Reduce nvFuser's Hot Path Host Latency #3507

kevinstephano · 2024-12-02T17:37:40Z

On a DGXH100, nvFuser's current hot path latency is around 20 to 30 us which is too expensive for inference sized kernels that can be on the order of <10us. nvFuser's cache hierachy may need to a short cut to return a list of kernel and launch parameters instead of recalculating various things. This complete picture of what nvFuser is recalculating needs to be enumerated.

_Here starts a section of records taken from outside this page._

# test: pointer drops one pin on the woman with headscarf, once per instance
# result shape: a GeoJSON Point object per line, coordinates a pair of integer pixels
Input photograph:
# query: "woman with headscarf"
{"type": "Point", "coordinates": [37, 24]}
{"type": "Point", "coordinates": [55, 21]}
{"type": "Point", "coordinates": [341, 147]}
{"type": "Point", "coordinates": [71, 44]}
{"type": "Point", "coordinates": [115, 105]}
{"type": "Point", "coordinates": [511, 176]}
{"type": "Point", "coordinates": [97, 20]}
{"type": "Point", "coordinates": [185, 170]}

There are 3 general latency cases that nvFuser cares about and we are talking about the 3rd one:

Cold startup time with NVRTC kernel compilation
A dynamic shape requires determining if a suitable kernel already exists and calculating new launch parameters
***Hot path caching of kernels and launch parameters in the steady state of execution.

DGX H100-80GB Results:

Execution Type	Wall Clock Time (ms)	CPU Overhead (ms)	Kernel Time (ms)	Kernels	Overhead / Kernel (us)
Thunder-nvFuser	1.281	0.984	0.297	32	30.7
Thunder-torch	1.232	0.814	0.413	77	10.5
torch.compile	0.455	0.163	0.292	24	6.8
torch-eager	1.014	0.616	0.398	65	9.4

Repro:

import torch                                                                                                                                                                                                  [76/137]
from transformers.models.llama import LlamaForCausalLM, LlamaConfig
from typing import Callable
from functools import partial, wraps

LLAMA_3_2_1B_CFG = {
    "architectures": ["LlamaForCausalLM"],
    "attention_bias": False,
    "attention_dropout": 0.0,
    "bos_token_id": 128000,
    "eos_token_id": 128001,
    "head_dim": 64,
    "hidden_act": "silu",
    "hidden_size": 2048,
    "initializer_range": 0.02,
    "intermediate_size": 8192,
    "max_position_embeddings": 131072,
    "mlp_bias": False,
    "model_type": "llama",
    "num_attention_heads": 32,
    "num_hidden_layers": 16,
    "num_key_value_heads": 8,
    "pretraining_tp": 1,
    "rms_norm_eps": 1e-05,
    "rope_scaling": {
        "factor": 32.0,
        "high_freq_factor": 4.0,
        "low_freq_factor": 1.0,
        "original_max_position_embeddings": 8192,
        "rope_type": "llama3",
    },
    "rope_theta": 500000.0,
    "tie_word_embeddings": True,
    "torch_dtype": "bfloat16",
    "transformers_version": "4.45.0.dev0",
    "use_cache": True,
    "vocab_size": 128256,
    "_commit_hash": "4e20de362430cd3b72f300e6b0f18e50e7166e08",
}


config = LlamaConfig(**LLAMA_3_2_1B_CFG)
config.num_hidden_layers = 1

with torch.device("cuda"):
    model = LlamaForCausalLM(config).to(torch.bfloat16).requires_grad_(False).eval()

args = dict(
    cache_positions=torch.arange(6, device="cuda"),
    input_ids=torch.tensor([[128000, 791, 1401, 311, 2324, 374]], device="cuda"),
    attention_mask=torch.ones(1, 6, dtype=torch.int64, device="cuda"),
    inputs_embeds=None,
    use_cache=True,
    return_dict=True,
)

def cuda_timer(warmup_iters: int = 2, timing_iters: int = 10):
    def decorator(fn: Callable) -> Callable:
        @wraps(fn)
        def wrapper(*args, **kwargs) -> float:
            for _ in range(warmup_iters):
                fn(*args, **kwargs)

            start = torch.cuda.Event(enable_timing=True)
            end = torch.cuda.Event(enable_timing=True)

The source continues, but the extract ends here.